The benefits to employers and key employees can be significant
Employee fringe benefits are considered an essential part of attracting and retaining key employees and executives. However, because the rules for qualified plans place a limitation on contributions to retirement plans, many employers look to nonqualified plans to help key employees and executives postpone payment of some compensation until the need exists and the tax consequences may be more favorable.
For this reason, nonqualified deferred compensation plans, coupled with the use of life insurance as a funding source, can provide both employers and key employees with some desirable benefits.
First Things First
Nonqualified deferred compensation plans escape restrictive Internal Revenue Code requirements, such as nondiscrimination and “top heavy” rules, that apply to qualified plans. Thus, employers are given the flexibility to provide additional benefits to key employees without the need of providing a similar benefit to every employee. However, nonqualified plans have tax consequences that generally depend on the application of the doctrine of constructive receipt.
Constructive receipt usually refers to access and degree of control. That is, if access to a deferred benefit by the employee is subject to substantial limitations or restrictions, constructive receipt generally does not exist. An employee is subject to a
substantial limitation or restriction if control of the receipt of a deferred benefit requires a trade-off of a valuable right in exchange for plan benefits. A valuable right might be an employee’s right to be a part of the plan in the future.
Thus, constructive receipt is generally avoided if benefits are agreed upon before any actual employment begins and the employer does not guarantee any benefits.
Designing Your Plan
How a plan is designed will result in different tax and benefit trade-offs. In an unfunded, unsecured plan, the employer usually makes a mere promise to pay in the future, resulting in the deferral of income recognition for the employee and the postponement of employer deductions until the compensation is actually paid.
However, an unfunded promise to pay results in an increasing liability to the company – a promise that depends on the company’s solvency and ability to pay in the future.
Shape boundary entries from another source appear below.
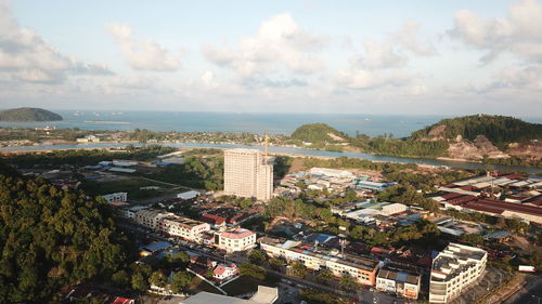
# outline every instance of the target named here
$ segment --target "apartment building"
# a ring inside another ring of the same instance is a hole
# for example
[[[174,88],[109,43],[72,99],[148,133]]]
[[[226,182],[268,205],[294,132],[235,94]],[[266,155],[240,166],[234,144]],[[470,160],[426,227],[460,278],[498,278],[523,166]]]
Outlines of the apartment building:
[[[376,289],[416,300],[420,294],[421,280],[422,277],[418,274],[383,268],[376,277]]]
[[[244,251],[256,246],[256,234],[243,228],[217,233],[215,243],[227,252]]]
[[[157,228],[171,236],[196,241],[203,233],[210,230],[210,225],[183,216],[168,215],[160,219]]]
[[[434,260],[429,281],[429,302],[448,303],[486,269],[488,252],[459,243],[449,243]]]
[[[224,151],[224,194],[267,201],[273,194],[273,166],[257,149]]]
[[[262,237],[259,242],[261,250],[271,257],[283,257],[288,262],[299,261],[309,269],[328,269],[337,277],[349,275],[361,285],[376,285],[376,273],[379,266],[376,260],[318,250],[313,246],[299,241]]]
[[[114,193],[102,196],[108,203],[128,201],[128,193]]]
[[[173,213],[165,213],[164,211],[156,209],[142,209],[136,212],[136,214],[133,215],[133,221],[151,229],[156,229],[158,228],[159,221],[163,217],[170,215],[173,215]]]

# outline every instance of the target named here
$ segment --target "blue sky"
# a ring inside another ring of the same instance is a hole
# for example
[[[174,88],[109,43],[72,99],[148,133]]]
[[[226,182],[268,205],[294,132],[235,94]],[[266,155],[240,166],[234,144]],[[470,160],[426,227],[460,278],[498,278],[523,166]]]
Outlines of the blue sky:
[[[3,1],[0,108],[542,116],[542,4]]]

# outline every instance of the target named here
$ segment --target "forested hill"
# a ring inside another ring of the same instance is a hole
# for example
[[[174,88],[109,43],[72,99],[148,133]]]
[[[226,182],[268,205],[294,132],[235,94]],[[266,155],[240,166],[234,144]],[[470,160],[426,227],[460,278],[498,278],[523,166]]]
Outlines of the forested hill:
[[[348,135],[325,123],[304,124],[292,133],[292,138],[310,143],[346,142]]]
[[[0,303],[48,303],[63,286],[111,276],[125,250],[103,200],[0,163]]]
[[[13,108],[0,111],[0,121],[56,121],[62,116],[42,108]]]
[[[443,119],[412,133],[413,140],[463,138],[474,141],[483,135],[496,146],[509,143],[542,138],[542,124],[530,123],[517,118],[492,115],[472,115]]]

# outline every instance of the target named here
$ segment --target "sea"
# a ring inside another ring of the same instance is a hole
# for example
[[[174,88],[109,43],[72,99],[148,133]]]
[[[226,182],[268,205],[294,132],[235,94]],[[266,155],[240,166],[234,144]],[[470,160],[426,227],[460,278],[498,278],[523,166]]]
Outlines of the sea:
[[[399,116],[399,115],[361,115],[361,114],[231,114],[231,113],[176,113],[176,111],[89,111],[89,110],[54,110],[63,116],[62,121],[49,122],[0,122],[0,127],[11,128],[78,128],[81,130],[120,130],[147,129],[152,131],[202,131],[202,132],[250,132],[270,134],[291,134],[299,125],[305,123],[324,122],[349,135],[357,132],[370,136],[392,134],[395,137],[410,135],[411,132],[430,125],[444,116]],[[526,121],[542,123],[542,118],[522,118]],[[42,149],[78,149],[78,148],[102,148],[122,146],[117,143],[91,143],[91,144],[65,144],[65,145],[41,145],[22,147],[2,147],[0,151],[22,151]],[[210,144],[210,143],[167,143],[165,145],[175,147],[214,147],[233,148],[248,147],[259,148],[261,146],[247,146],[235,144]],[[541,173],[535,168],[524,168],[513,166],[489,166],[483,163],[457,162],[437,159],[420,159],[404,157],[388,157],[350,151],[326,151],[293,147],[270,147],[271,153],[299,154],[326,157],[352,157],[375,161],[414,162],[430,166],[447,166],[464,169],[488,169],[525,171],[530,174]]]
[[[289,135],[305,123],[323,122],[349,135],[357,132],[370,136],[391,134],[409,136],[413,131],[430,125],[451,116],[421,115],[364,115],[364,114],[254,114],[254,113],[202,113],[202,111],[105,111],[105,110],[53,110],[62,115],[62,121],[0,122],[12,128],[78,128],[81,130],[131,131],[202,131],[250,132]],[[541,118],[522,118],[542,123]]]

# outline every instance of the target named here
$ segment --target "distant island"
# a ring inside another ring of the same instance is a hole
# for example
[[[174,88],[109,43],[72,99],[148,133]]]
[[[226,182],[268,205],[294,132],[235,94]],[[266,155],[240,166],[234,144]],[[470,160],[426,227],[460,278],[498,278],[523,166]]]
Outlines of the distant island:
[[[42,108],[13,108],[0,111],[0,121],[59,121],[62,116]]]
[[[348,136],[327,124],[310,123],[299,127],[292,140],[312,148],[348,145],[376,155],[542,167],[542,124],[506,116],[443,119],[403,138],[387,133],[371,137],[360,132]]]

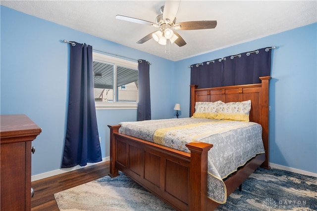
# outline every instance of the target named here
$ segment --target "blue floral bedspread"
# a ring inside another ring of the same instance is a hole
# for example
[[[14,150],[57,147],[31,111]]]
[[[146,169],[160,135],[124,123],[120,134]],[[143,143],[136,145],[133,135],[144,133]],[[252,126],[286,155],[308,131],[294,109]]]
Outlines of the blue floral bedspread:
[[[119,132],[148,141],[190,152],[186,143],[212,144],[208,152],[208,196],[226,202],[223,179],[251,158],[264,153],[262,127],[255,123],[202,118],[153,120],[120,123]]]

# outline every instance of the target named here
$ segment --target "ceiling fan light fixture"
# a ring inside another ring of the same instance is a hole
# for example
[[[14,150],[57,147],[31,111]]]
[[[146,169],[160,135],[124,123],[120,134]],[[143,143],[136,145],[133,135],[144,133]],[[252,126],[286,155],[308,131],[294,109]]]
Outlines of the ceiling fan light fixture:
[[[173,37],[171,39],[169,39],[169,41],[170,41],[170,43],[173,43],[174,42],[177,40],[178,37],[177,37],[175,34],[173,34]]]
[[[174,32],[170,29],[167,28],[164,30],[164,37],[165,37],[166,39],[170,39],[173,35]]]
[[[157,31],[154,33],[152,34],[152,37],[155,41],[158,42],[159,41],[160,39],[162,37],[163,34],[160,31]]]
[[[166,44],[166,39],[164,37],[161,37],[158,41],[158,44],[160,44],[162,45]]]

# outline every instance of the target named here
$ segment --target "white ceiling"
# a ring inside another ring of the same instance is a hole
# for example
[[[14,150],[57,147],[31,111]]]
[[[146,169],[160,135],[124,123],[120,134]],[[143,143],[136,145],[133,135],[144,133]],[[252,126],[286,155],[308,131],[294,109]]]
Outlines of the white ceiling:
[[[213,29],[178,31],[187,44],[182,47],[171,44],[169,55],[165,53],[164,46],[153,39],[143,44],[136,43],[157,28],[115,17],[120,14],[155,22],[159,8],[164,2],[164,0],[0,1],[3,6],[172,61],[317,22],[316,0],[182,0],[176,15],[176,23],[215,20],[217,25]],[[168,44],[166,47],[168,53]]]

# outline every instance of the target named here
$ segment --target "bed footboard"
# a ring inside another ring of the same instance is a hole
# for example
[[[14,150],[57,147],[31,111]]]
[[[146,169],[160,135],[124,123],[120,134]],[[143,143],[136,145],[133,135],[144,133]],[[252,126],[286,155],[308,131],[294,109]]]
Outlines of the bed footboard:
[[[177,210],[206,210],[207,156],[212,144],[186,144],[191,153],[119,134],[110,129],[110,172],[118,170]],[[203,193],[203,194],[202,194]]]

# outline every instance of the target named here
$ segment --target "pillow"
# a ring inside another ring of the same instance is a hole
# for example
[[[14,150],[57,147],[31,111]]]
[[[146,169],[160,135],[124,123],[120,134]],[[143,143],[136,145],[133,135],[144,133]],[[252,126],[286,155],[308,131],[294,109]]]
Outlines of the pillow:
[[[251,109],[251,100],[220,104],[215,119],[249,122]]]
[[[224,103],[220,100],[216,102],[196,102],[195,104],[195,113],[192,117],[215,119],[217,117],[219,104]]]

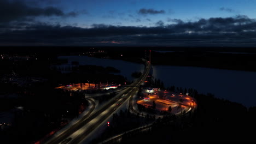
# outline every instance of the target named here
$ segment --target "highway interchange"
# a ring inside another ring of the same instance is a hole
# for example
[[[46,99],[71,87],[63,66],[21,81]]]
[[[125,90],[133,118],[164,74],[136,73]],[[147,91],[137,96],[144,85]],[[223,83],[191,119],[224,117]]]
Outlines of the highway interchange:
[[[54,136],[45,143],[79,143],[83,141],[92,131],[114,113],[121,105],[119,104],[123,103],[131,95],[138,92],[138,87],[146,80],[150,69],[149,62],[146,61],[145,65],[144,72],[137,81],[121,91],[97,111],[92,112],[94,109],[93,107],[92,110],[89,111],[77,123],[59,134],[57,136]],[[71,137],[73,138],[70,139]],[[68,141],[67,140],[69,140]]]

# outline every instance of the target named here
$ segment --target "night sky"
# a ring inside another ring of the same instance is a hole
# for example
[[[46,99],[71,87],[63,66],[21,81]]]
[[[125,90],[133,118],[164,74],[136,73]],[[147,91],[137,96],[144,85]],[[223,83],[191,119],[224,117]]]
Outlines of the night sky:
[[[256,1],[0,0],[0,46],[254,46]]]

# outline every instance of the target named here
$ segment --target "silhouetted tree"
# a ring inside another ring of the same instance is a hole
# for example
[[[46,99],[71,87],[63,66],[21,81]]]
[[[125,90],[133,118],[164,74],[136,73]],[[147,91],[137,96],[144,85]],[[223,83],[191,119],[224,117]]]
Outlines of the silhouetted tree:
[[[168,107],[168,112],[172,111],[172,107],[171,107],[171,106],[170,106],[169,107]]]

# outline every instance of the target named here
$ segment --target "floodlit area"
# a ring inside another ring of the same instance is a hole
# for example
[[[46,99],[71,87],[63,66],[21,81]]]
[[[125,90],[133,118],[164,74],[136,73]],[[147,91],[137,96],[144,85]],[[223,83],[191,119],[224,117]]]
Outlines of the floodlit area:
[[[188,93],[177,94],[159,88],[144,88],[141,93],[137,103],[146,107],[152,107],[154,101],[155,109],[159,111],[168,111],[168,107],[171,106],[171,113],[179,114],[184,111],[190,111],[196,106],[194,99]]]
[[[115,89],[120,87],[121,85],[110,84],[110,83],[79,83],[76,84],[70,84],[65,86],[60,86],[55,88],[61,88],[68,91],[77,91],[78,90],[104,90],[109,89]]]

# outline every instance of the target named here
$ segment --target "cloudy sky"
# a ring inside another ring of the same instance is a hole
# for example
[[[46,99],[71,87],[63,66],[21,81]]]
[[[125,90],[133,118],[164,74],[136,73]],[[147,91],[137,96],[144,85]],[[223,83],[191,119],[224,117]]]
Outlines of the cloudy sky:
[[[0,46],[254,46],[253,0],[0,0]]]

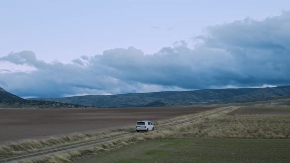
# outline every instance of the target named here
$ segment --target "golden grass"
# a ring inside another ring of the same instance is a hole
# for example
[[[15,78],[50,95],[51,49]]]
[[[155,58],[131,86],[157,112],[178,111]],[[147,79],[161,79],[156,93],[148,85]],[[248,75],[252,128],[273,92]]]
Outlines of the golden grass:
[[[290,138],[290,114],[214,116],[171,130],[182,136]]]
[[[223,109],[228,107],[217,108],[197,114],[182,116],[166,120],[160,121],[154,124],[155,128],[166,126],[190,119],[208,113]],[[135,132],[135,126],[113,131],[92,132],[87,134],[75,134],[63,137],[52,137],[42,140],[27,140],[21,142],[14,142],[11,145],[0,146],[0,158],[37,152],[40,150],[97,140],[106,137]]]
[[[94,140],[106,137],[130,133],[135,128],[130,127],[123,129],[105,131],[87,134],[75,134],[60,137],[52,137],[43,140],[27,140],[21,142],[12,143],[8,145],[0,146],[0,158],[36,152]]]
[[[70,163],[80,157],[98,155],[141,141],[180,137],[290,138],[290,114],[228,115],[223,113],[164,130],[137,134],[93,147],[25,163]]]

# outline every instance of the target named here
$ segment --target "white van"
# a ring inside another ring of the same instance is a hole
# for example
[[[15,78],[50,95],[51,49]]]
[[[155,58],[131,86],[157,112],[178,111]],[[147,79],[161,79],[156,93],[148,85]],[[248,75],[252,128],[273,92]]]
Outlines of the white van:
[[[136,123],[137,132],[140,131],[148,131],[149,130],[154,130],[154,125],[151,121],[140,121]]]

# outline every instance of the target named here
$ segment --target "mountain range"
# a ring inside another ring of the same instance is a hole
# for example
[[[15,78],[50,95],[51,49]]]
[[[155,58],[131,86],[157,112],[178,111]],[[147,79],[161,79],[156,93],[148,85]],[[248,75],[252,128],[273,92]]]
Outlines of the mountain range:
[[[193,106],[218,102],[263,99],[290,95],[290,85],[274,87],[203,89],[111,95],[87,95],[28,100],[74,104],[98,108]]]
[[[0,108],[83,108],[78,104],[39,100],[28,100],[6,91],[0,87]]]

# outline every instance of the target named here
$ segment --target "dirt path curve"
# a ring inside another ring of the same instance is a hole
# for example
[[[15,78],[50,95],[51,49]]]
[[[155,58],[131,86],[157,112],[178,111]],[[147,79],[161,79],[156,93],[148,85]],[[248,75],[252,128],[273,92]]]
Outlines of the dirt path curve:
[[[156,130],[160,130],[164,129],[166,129],[171,127],[179,125],[185,123],[190,122],[199,119],[203,118],[205,117],[211,116],[213,115],[215,115],[219,113],[221,113],[223,111],[226,111],[229,110],[231,109],[234,108],[234,107],[231,107],[226,108],[222,110],[218,110],[213,111],[209,113],[205,114],[203,115],[201,115],[190,119],[188,119],[187,120],[183,121],[178,123],[175,123],[171,125],[167,125],[164,126],[161,126],[158,127],[158,129],[155,129]],[[59,148],[56,148],[55,149],[52,149],[49,150],[43,150],[39,152],[37,152],[32,153],[29,153],[28,154],[25,154],[21,156],[14,156],[10,158],[5,158],[2,160],[0,160],[0,163],[2,162],[8,162],[8,163],[12,163],[12,162],[19,162],[23,161],[25,160],[32,160],[35,159],[37,158],[39,158],[43,157],[49,156],[61,153],[63,152],[69,152],[73,150],[78,150],[81,148],[87,148],[89,147],[92,147],[93,146],[95,146],[101,143],[104,143],[107,141],[111,140],[112,139],[122,137],[125,136],[129,136],[129,135],[133,135],[134,134],[138,134],[136,133],[130,133],[121,136],[113,136],[108,138],[105,138],[103,139],[100,139],[96,140],[93,140],[90,141],[88,141],[86,142],[83,142],[77,144],[74,144],[72,145],[69,145],[65,147],[59,147]]]

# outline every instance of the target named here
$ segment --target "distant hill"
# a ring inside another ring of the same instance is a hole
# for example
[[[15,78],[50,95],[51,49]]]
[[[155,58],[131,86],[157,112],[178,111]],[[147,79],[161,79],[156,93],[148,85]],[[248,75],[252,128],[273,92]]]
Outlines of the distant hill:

Consequently, the employee bears the risk that the company will be unable to meet its future obligation. Moreover, in the event of bankruptcy, the unsecured nature of the promise could leave the employee vulnerable to default.
To help meet its obligations under a nonqualified deferred compensation plan, an employer can
informally “fund” such a plan with the use of life insurance. The main features of this arrangement are:
- No current income tax on cash values; and
- An income tax-free death benefit that is payable upon the employee’s
In addition, some employers use “triggers” – clauses that require immediate payment of benefits to the participant upon the occurrence of certain events (e.g., retirement or disability) – to give the employee a greater sense of security.
An Intriguing Selective Benefit
The design of employee benefit plans should be based on an evaluation of the employer’s intent, the needs of various employees, and an understanding of the benefit trade-offs. Nonqualified deferred compensation funded with life insurance may be particularly attractive as a supplement for key employees who have a greater need for future income, but whose retirement benefits are limited under the rules for qualified plans.